While The Bikeriders is light on plot, it’s loaded with characterisation. Comer is extraordinary as Kathy, who chronicles the group’s history in an eerily impressive midwestern accent; and Hardy too is eminently watchable as their leader, channeling early Marlon Brando (at one point we even see Johnny watching The Wild One and virtually taking notes). He’s somewhat mystified to discover that the Vandals are increasingly like a runaway train that, once kicked into life, proves impossible to stop. As Benny, Butler has very little in the way of dialogue, but his chain-smoking, smouldering presence makes it easy to understand why Kathy is so obsessed with him.

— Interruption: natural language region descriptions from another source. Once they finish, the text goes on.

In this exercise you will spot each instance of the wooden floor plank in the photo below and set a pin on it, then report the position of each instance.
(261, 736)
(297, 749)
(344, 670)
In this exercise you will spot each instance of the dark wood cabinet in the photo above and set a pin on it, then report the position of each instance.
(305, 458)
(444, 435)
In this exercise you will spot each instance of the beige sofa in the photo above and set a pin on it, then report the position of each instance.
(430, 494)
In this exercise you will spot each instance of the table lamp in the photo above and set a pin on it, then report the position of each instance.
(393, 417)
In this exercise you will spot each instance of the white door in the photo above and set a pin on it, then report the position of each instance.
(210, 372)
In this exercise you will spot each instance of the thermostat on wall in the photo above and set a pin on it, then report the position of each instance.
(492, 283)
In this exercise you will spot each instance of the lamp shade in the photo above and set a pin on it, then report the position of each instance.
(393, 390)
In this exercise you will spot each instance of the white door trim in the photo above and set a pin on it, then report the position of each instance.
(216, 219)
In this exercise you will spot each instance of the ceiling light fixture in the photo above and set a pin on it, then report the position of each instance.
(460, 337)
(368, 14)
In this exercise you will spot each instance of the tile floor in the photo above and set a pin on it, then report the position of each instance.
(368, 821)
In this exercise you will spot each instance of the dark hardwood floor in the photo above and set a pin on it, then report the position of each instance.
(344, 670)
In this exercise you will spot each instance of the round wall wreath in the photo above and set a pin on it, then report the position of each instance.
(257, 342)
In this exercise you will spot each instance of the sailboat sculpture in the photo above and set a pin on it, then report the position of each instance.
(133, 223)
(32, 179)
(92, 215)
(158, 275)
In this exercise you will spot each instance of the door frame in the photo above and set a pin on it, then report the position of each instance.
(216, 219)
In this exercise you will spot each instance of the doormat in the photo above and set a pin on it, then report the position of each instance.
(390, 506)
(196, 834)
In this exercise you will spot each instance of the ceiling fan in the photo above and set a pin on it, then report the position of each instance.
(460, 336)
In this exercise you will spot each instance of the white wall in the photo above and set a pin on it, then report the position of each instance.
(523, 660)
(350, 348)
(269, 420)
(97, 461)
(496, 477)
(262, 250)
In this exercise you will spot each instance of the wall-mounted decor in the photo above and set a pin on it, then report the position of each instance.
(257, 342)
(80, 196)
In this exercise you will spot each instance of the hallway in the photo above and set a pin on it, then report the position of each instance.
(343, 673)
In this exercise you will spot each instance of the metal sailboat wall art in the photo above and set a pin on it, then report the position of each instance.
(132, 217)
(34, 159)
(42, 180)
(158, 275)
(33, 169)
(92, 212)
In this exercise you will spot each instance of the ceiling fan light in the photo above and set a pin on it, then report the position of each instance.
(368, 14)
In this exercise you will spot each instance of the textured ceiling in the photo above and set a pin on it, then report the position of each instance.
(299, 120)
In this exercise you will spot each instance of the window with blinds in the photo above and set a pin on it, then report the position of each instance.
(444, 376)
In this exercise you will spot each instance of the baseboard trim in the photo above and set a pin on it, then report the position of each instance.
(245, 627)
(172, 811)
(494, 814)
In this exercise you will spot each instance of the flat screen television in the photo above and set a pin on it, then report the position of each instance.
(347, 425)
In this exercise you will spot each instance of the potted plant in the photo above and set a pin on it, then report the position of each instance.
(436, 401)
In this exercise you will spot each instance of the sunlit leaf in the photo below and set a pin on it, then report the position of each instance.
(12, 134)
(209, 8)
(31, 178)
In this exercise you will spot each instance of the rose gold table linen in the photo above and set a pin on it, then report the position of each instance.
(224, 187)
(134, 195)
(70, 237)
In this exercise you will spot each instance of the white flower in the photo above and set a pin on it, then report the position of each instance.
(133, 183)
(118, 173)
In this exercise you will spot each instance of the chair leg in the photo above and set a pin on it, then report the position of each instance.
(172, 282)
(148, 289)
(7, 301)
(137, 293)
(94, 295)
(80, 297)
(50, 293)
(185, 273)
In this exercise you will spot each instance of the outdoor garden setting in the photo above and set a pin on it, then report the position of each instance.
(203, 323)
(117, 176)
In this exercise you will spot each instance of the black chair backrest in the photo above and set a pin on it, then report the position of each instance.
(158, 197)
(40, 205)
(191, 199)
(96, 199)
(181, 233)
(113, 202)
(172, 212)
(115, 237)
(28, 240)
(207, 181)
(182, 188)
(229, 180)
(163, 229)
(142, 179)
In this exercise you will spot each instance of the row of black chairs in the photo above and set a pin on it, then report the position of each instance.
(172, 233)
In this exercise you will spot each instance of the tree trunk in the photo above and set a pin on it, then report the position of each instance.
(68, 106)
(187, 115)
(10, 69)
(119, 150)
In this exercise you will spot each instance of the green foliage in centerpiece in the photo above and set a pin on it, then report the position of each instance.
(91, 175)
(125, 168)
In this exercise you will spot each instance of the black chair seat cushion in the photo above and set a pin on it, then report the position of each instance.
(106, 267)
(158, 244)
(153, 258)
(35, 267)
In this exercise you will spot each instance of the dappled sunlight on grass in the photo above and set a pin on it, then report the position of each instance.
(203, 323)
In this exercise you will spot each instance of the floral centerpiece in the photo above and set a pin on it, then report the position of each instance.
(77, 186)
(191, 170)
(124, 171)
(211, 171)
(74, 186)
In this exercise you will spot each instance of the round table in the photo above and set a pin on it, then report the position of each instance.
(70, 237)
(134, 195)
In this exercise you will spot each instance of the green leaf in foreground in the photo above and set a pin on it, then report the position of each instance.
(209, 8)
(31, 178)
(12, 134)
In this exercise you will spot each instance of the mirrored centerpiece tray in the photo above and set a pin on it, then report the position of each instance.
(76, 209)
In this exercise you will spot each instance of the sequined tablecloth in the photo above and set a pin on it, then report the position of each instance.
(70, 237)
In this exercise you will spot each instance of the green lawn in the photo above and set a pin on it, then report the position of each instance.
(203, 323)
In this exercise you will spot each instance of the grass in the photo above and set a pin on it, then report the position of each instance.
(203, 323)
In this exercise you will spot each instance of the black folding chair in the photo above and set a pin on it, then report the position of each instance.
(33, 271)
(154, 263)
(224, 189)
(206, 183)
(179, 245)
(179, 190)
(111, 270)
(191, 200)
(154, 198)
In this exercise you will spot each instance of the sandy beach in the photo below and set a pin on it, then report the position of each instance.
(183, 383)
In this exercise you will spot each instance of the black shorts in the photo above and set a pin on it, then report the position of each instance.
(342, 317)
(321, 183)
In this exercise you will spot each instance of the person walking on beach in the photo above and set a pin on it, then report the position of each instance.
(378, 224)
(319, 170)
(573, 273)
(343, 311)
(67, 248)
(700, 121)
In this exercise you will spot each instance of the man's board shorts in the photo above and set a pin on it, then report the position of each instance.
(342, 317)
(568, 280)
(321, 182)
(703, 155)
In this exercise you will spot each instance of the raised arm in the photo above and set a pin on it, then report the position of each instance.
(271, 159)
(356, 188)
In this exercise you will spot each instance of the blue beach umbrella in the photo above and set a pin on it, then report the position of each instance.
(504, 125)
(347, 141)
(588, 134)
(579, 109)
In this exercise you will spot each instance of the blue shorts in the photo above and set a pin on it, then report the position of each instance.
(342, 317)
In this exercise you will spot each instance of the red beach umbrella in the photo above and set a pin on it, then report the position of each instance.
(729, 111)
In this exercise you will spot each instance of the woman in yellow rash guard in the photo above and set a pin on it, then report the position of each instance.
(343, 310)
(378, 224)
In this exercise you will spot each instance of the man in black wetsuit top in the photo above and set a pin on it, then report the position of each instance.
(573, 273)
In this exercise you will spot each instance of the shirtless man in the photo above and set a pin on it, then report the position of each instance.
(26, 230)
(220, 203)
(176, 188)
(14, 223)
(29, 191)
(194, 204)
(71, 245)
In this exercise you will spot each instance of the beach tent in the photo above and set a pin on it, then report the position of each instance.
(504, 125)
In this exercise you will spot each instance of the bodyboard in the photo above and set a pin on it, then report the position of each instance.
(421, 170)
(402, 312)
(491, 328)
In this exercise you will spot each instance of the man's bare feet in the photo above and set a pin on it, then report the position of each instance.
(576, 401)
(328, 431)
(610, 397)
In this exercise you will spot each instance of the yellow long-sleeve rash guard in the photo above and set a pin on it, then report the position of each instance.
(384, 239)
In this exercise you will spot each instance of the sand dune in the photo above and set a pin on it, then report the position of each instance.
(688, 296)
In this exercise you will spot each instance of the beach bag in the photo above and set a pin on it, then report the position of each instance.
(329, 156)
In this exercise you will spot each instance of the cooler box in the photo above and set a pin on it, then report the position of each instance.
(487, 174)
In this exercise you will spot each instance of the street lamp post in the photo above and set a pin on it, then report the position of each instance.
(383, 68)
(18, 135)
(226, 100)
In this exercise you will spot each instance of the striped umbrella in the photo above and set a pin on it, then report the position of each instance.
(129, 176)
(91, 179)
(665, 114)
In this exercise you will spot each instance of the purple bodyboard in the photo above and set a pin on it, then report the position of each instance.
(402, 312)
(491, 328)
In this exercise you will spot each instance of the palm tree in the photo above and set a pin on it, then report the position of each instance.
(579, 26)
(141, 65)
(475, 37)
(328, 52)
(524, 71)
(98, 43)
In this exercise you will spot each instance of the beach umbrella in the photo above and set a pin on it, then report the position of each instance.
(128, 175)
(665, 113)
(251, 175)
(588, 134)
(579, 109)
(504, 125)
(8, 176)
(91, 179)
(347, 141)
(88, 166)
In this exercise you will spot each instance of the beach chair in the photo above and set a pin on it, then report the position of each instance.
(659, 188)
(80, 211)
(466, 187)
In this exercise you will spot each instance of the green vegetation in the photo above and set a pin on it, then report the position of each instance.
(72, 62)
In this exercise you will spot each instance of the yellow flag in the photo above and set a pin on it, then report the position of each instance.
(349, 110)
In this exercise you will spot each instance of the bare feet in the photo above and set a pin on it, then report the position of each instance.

The other members of the gang have their own opportunities to shine. Nichols’ regular muse, Michael Shannon, is effective as the dim-witted Zipco, a man who has been repeatedly passed over by society since childhood and who has found his spiritual home amongst this gang of misfits – and Emery Cohen is also effective as Cockroach, who is destined to ride a motorcycle in the future for an entirely different reason. The 60s and 70s settings are convincingly evoked and fans of vintage motorcycles will doubtless be drooling at the sight of scores of bikes thundering in formation along the highways. But the tone of the film is essentially an elegy, a lament for the many ways in which an original idea can be twisted and debased until its original aims have all but vanished.

This won’t be for everyone. There’s no denying that it glamourises thuggery and, with a running time of nearly two hours, it could perhaps have benefitted from a tighter edit, especially around its flabby midsection. Nichols has spent the best part of twenty years putting the film together and it feels very much like a labour of love. Those looking for thrills and action might prefer to look elsewhere. But if it’s classy performances you’re after, you’ve definitely chosen the right vehicle.